今回は購買業務における交渉について、書きたいと思います。交渉と言っても一般的に認知されている値段交渉から契約の交渉やサービス/品質に関する交渉まで様々ですが、汎用性のあるテクニック/心構えのような事をシェアします。また、地方都市の中小企業では、和を好む風潮や取引先との長年の関わりなど関係性がより大事など様々な要因から強く交渉出来ない傾向があると思います。地元の名士や長年付き合いがある業者に強い要求をする事は、言う易しですがやるは難しです。

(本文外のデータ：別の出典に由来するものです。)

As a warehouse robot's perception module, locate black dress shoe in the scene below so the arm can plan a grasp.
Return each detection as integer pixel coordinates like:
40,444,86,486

アンカーイフェクト(Anchor effect)という言葉を聞いた事があるでしょうか?認知バイアスとして日本ではマーケティング活動や営業で使われる事が多いようです。例えば、『通常1万円する商品を期間限定で30%割引で買える』とセールストークをかけられたら、どう思いますか?買うかどうかは別にしてお得だと感じるはずです。この例えは営業側の話ですがアンカイフェクトを使った交渉テクニックの一つです。そもそもアンカーイフェクトとは自分が交渉で達成したい数字があったとしたら、その数字よりもより先にアンカー(船のアンカー)を起き、その数字を起点に交渉を進める事です。購買業務で考えると、例えば年間3%のコスト削減を達成しようと思ったらサプライヤーへは何%のコスト削減要求をしなければいけないでしょうか?3%と要求してしまっては、サプライヤーからすれば日々の改善活動から得られた利益なので1円たりとも顧客に奪われなくないと考えますので、少なくとも3%よりも低い数値で回答をしてくるでしょう。だとしたら、絶対に3%よりも大きな数字を要求しなければいけません。きりの良い5%? 3%の倍の6%?若しくは思いきって10%? などなど

良い頃合は相手によりけりですが、10%を要求したら恐らく取引先の社長から怒られるでしょう。。。もしかしたら嫌われてしまうかも知れません。しかしバイヤーはその10%を自身を持って言わなければいけません。ケースバイケースですが、『長年の取引でInitial costは既に償却済みだから』、『契約時の市況に対して10%下がっているから』、『納入頻度は以前に対して5分の1だから』など。様々な角度から10%の正当性を説明し、10%を起点に交渉する事が目標達成の交渉相手も百戦錬磨なので、単純に行かないかも知れません。ただ言える事は購買の交渉では実際の可能な値下げ幅を愚直に提示するより、アンカーイフェクトを使った交渉をする事で目標を達成できる確率も上がると思います。

買い手のパワー、売手のパワー、会社の立場等々があり複雑ですが、実験してみると意外な結果を得られるかも知れません。